There’s a long history of people trying to make Magazine Beach better. There have been many different plans for the park over the years, most of which never were implemented. The last real improvements happened in the 70s, other than the 2009 city investment in new playing fields.”
2 What role has this (adjacent) neighborhood had in the history of Cambridge, and what is it like today?
“From the late 1800s to the mid-1900s, many immigrants lived in this part of Cambridge. There were many factories here and close by. Magazine Beach was created to provide a place where factory workers could cool off on hot summer days. Today, instead of soap, biscuit, candy, lantern and telescope factories, we have biotech and high tech companies. But the need remains: we all need “breathing spaces” to relax and revitalize along the river.”
3. Why is Magazine Beach an important place in your own mind?
“At 15 acres, it is Cambridge’s second largest park. It offers access to the river, old shade trees, cool breezes, the sky and the sunset. And it is the location of the oldest building on the Charles River Basin. As a community park, it represents the ideals of democracy—it is everyone’s green open space. It is a mixing ground.”
4. Are there animals at Magazine Beach? What can people do there?
“In addition to the 94+ bird species, there are rabbits and squirrels. It’s a favorite dog walking spot. Single and double shells launch from there at the Head of the Charles Regatta. It’s used by pick-up soccer players, Cambridge Youth Soccer, Cambridge Central Youth Baseball, Youth Lacrosse, the Boston University Academy Quidditch team, swimmers, and rowers (at Riverside Boat Club).” [Note: Click here for wildlife sightings at Magazine Beach]
5. What’s the more recent history of the revitalization effort?
“The CNA has been working on the project since November 2010. For the past three summers, we’ve had a full roster of outdoor events at Magazine Beach.The CNA has been working with Massachusetts Department of Conservation and Recreation to revitalize the park and to restore it as a place of beauty. We’re committed not only to the revitalization of the park—we want to make sure its maintained. If there isn’t a “guardian” group, it may be forgotten.

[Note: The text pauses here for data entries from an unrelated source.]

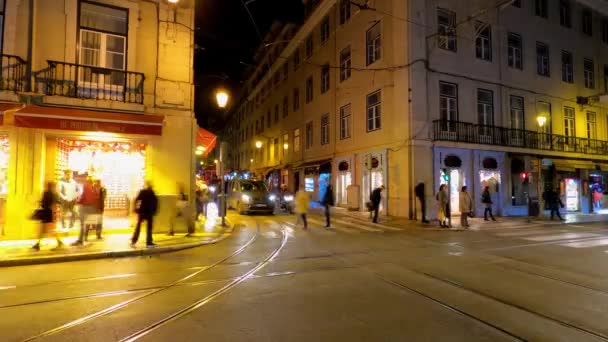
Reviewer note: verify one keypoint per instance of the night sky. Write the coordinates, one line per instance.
(226, 39)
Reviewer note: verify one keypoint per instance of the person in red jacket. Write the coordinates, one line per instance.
(87, 205)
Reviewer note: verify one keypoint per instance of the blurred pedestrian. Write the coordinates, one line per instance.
(328, 201)
(302, 205)
(466, 206)
(442, 206)
(47, 215)
(146, 206)
(69, 191)
(376, 198)
(182, 210)
(87, 206)
(486, 199)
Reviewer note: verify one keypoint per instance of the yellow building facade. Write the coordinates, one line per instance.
(103, 88)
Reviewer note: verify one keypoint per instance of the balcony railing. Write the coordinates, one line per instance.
(12, 73)
(501, 136)
(89, 82)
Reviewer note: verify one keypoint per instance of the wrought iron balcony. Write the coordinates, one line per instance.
(12, 73)
(501, 136)
(89, 82)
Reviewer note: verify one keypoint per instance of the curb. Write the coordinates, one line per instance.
(116, 254)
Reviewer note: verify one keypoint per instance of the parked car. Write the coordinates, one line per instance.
(249, 196)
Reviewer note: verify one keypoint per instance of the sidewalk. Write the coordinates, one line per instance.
(113, 245)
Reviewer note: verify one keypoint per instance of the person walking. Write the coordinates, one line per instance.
(328, 201)
(87, 205)
(146, 206)
(555, 202)
(302, 205)
(69, 191)
(376, 198)
(419, 192)
(465, 206)
(102, 193)
(486, 199)
(442, 206)
(47, 215)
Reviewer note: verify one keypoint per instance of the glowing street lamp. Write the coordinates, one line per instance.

With the help of Cambridge and private contributors, DCR has stabilized the exterior of the Powder Magazine. Cambridge just allotted another $100,000 to renovate the interior by adding public bathrooms and lighting, etc. (DCR will match this.)
The landscape is in design now. We hope to have “shovel-ready” plans by the end of the year. Then we need to find the money for park improvements.”